Perhatikan atasan, jarang ada yang tidak pernah marah, terutama karena  kemarahan kerap membuat organisasi teratur. Disamping itu, seperempat gaji atasan sesungguhnya biaya marah-marah. Semacam ongkos ke dokter bila nanti stroke.

Kendati demikian, kemarahan bisa dikelola, terutama bila manusia menemukan kebahagiaan dalam tidak menyakiti sekaligus banyak menyayangi. Perhatikan argumen seorang sahabat:  when  anger  disappear  enemies  disappear.  Ketika kemarahan menghilang, musuh juga menghilang.

Ada yang mencoba menghilangkan kemarahan dengan menendangnya, namun di jalan ini kemarahan tidak ditendang. Sejujurnya kemarahan adalah suara dari dalam. Asal diawasi, ia juga membimbing.

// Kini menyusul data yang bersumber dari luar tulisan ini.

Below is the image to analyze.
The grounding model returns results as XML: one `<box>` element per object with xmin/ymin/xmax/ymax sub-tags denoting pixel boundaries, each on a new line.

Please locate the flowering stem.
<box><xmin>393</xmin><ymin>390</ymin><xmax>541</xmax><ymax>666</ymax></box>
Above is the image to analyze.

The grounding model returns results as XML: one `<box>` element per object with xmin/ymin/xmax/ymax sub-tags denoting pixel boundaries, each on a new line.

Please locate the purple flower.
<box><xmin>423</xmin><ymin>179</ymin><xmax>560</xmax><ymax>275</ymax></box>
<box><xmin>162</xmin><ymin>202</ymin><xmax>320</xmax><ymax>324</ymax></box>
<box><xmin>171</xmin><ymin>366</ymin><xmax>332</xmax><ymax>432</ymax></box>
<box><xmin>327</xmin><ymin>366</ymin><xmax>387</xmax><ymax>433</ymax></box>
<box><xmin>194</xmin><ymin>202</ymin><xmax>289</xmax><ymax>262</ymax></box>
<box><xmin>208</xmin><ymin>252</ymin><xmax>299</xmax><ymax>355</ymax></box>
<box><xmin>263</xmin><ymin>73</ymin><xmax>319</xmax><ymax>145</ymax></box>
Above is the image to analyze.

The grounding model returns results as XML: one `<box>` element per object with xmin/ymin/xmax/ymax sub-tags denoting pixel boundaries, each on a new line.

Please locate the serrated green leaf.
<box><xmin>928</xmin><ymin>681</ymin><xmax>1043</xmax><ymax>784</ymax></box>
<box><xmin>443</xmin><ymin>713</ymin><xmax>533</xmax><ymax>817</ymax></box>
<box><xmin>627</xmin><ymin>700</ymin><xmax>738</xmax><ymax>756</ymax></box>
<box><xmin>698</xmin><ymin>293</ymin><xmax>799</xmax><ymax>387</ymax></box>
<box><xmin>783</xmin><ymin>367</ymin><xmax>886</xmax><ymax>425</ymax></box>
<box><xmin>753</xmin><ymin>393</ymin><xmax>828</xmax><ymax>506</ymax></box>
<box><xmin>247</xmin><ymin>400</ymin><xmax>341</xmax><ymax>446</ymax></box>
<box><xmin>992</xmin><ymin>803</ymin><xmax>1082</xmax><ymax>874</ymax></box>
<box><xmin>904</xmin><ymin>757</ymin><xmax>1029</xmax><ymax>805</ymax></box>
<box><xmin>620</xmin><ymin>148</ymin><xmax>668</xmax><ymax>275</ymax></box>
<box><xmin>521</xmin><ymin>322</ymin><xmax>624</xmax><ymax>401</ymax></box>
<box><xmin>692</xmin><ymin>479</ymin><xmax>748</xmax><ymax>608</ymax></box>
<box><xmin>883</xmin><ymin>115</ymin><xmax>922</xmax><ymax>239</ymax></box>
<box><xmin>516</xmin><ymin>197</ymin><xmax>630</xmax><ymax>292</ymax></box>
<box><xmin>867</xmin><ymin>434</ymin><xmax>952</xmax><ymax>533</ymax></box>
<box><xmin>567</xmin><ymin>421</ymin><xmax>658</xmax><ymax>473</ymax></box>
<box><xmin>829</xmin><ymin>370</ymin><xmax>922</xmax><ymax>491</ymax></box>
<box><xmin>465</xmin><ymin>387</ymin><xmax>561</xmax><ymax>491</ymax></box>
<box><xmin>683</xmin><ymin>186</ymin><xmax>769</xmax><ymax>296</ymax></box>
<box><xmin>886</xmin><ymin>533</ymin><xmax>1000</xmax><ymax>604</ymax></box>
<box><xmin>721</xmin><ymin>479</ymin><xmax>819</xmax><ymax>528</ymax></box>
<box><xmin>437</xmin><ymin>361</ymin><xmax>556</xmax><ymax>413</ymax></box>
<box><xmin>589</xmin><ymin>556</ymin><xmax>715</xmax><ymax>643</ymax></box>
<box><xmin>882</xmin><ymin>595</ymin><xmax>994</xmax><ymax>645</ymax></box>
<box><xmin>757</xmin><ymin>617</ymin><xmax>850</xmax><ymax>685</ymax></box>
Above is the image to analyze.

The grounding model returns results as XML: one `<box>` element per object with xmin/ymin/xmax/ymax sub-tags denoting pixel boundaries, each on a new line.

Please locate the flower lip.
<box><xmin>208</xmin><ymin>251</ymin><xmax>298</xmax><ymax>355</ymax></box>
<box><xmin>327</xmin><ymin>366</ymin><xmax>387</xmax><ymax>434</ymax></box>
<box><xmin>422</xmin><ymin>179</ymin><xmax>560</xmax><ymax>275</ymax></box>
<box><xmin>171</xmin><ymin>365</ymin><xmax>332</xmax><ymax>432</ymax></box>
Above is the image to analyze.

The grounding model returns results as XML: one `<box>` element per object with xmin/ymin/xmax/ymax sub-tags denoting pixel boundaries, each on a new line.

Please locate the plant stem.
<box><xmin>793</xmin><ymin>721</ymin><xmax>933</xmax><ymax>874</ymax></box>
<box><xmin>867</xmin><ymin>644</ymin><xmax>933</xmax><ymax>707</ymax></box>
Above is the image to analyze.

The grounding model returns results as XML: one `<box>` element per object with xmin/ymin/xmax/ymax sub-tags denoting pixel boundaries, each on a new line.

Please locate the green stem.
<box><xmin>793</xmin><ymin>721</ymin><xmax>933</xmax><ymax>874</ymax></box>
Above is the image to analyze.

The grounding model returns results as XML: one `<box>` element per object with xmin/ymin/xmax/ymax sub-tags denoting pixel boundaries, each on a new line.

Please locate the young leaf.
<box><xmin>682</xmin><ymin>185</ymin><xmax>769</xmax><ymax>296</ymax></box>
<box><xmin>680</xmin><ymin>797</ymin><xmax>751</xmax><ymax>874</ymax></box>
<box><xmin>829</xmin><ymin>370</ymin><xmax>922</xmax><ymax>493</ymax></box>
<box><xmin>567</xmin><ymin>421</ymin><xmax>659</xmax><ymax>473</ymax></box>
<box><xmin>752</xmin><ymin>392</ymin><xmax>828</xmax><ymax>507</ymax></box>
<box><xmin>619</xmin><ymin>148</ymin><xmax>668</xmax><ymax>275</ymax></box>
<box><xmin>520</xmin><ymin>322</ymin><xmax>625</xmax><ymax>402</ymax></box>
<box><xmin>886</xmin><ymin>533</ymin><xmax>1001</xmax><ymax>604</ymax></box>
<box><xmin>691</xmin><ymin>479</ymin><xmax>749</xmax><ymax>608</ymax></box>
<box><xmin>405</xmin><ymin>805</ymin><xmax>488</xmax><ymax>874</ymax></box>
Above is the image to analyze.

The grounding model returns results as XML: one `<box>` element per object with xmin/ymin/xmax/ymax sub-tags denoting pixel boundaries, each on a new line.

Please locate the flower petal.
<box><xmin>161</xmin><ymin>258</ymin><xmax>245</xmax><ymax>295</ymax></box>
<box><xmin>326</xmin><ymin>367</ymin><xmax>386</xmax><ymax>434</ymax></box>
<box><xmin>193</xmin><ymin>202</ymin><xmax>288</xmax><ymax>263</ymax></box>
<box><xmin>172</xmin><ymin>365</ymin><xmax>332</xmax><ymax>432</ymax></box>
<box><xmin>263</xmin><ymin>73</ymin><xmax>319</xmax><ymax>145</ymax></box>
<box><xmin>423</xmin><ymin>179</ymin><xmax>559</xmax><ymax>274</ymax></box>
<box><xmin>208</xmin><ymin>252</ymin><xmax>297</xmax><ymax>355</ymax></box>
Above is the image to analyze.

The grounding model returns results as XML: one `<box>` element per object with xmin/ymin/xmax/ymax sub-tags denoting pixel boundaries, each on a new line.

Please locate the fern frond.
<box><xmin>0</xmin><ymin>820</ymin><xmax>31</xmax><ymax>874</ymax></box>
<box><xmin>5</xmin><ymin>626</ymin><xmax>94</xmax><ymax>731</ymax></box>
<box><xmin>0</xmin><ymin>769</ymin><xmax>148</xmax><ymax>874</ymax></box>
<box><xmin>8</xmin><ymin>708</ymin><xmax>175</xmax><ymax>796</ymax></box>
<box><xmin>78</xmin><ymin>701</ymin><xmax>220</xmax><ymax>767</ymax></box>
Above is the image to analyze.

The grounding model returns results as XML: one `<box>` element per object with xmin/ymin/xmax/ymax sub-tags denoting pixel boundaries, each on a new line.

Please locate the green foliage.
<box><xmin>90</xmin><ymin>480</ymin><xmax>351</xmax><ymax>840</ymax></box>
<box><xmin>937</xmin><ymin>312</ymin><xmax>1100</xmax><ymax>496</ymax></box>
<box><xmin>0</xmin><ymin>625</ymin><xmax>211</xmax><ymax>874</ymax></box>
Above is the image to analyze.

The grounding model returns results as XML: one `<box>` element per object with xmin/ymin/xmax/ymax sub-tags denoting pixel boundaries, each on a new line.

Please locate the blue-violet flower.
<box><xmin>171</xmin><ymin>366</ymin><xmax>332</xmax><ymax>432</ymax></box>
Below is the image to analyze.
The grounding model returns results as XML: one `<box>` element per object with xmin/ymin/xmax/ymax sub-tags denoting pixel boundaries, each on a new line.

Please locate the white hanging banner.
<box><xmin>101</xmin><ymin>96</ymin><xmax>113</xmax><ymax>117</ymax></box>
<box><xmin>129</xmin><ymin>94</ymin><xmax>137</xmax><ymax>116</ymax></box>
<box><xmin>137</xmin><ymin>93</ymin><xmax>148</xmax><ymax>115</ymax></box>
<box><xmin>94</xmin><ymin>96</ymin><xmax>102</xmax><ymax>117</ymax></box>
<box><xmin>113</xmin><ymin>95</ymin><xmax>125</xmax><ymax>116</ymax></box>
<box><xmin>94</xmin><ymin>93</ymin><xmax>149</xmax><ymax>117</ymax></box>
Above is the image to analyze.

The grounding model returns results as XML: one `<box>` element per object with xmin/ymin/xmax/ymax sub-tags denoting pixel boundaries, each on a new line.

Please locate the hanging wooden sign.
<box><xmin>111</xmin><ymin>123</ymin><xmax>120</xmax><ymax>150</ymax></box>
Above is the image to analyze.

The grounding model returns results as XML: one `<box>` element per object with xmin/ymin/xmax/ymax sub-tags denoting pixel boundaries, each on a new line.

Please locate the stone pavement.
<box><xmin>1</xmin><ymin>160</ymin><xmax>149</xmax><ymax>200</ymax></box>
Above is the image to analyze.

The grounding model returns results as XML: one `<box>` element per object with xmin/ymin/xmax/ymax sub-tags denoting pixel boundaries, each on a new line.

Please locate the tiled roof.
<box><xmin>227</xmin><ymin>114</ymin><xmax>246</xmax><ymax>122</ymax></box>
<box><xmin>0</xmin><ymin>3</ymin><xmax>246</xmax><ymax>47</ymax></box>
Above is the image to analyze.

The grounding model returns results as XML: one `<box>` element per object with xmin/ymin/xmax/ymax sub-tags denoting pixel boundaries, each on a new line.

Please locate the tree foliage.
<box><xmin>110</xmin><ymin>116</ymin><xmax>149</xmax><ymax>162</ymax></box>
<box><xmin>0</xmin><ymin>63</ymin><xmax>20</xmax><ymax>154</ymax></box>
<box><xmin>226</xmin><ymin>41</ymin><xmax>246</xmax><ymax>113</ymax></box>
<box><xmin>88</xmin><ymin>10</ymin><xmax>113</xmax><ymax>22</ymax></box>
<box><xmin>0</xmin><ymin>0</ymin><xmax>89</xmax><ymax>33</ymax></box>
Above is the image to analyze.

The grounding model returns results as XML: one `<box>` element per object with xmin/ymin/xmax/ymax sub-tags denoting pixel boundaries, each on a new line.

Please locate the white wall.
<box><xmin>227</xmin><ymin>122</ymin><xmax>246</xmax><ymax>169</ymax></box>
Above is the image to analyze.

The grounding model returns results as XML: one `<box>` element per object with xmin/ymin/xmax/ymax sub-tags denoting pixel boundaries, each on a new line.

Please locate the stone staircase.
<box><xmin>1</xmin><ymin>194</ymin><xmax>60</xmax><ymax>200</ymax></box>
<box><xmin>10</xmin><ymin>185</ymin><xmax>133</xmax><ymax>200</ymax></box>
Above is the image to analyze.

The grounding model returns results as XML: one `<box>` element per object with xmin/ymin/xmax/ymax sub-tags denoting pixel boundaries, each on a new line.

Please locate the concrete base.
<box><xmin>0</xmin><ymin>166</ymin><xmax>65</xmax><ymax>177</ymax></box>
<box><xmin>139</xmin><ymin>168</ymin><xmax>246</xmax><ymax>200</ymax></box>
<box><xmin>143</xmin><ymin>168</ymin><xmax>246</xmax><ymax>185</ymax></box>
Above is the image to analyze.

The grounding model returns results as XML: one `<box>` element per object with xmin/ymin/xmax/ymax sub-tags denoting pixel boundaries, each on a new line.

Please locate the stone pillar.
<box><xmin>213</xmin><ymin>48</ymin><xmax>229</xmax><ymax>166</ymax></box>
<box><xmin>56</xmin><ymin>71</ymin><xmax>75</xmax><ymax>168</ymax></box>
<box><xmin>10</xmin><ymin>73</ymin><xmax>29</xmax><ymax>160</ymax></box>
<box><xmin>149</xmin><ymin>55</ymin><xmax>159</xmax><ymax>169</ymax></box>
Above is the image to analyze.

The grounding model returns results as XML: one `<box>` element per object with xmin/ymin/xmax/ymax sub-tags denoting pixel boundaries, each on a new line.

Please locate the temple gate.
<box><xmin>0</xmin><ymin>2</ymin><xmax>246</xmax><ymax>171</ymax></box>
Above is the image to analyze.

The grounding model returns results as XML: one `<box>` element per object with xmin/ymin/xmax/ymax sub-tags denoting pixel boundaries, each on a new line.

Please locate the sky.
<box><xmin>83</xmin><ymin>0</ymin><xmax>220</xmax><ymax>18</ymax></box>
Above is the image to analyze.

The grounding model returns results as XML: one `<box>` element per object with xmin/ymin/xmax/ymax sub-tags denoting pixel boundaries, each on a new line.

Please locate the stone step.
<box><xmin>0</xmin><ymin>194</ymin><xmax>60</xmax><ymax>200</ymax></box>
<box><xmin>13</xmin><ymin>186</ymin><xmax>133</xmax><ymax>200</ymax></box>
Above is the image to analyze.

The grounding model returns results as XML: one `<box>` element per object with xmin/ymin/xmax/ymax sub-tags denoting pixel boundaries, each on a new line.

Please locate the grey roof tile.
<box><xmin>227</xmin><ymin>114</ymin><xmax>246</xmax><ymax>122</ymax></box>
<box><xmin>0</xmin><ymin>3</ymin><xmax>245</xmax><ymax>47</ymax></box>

Perhatikan orang atau situasi yang menimbulkan kemarahan. Kenali polanya, catat kecenderungannya. Setelah itu terkuak rahasianya, kemarahan sejenis energi. Serupa api asal digunakan di waktu, tempat dan tujuan yang tepat, ia membantu kita memasak.

Bawahan yang hormat, tetangga tidak sembarangan, anak-anak penurut, itulah sebagian hasil kemarahan yang terkelola. Ada mengerti kemarahan lebih dalam lagi. Seorang guru meditasi berpesan: The best spiritual friend is the one who attacks your hidden faults. Sahabat pertumbuhan yang sesungguhnya adalah mereka yang menyerang kekurangan-kekurangan kita.

Terutama karena mereka membuat kita sabar dan bijaksana. Demikian baiknya, bahkan ia rela masuk neraka. Bila begini memandangnya,  bisa dipahami bila ada guru yang menyarankan untuk mencintai orang yang menyakiti.

Perlu dipahami, orang menyakiti sesungguhnya sedang menderita. Memarahinya hanya akan memperpanjang penderitaannya. Bila judulnya adalah “orang menderita” bukan “orang jahat”, maka energi yang muncul bukannya marah melainkan kesediaan untuk menyayangi. Inilah yang dilakukan para bijaksana sehingga bisa senyum-senyum bahkan ketika disakiti.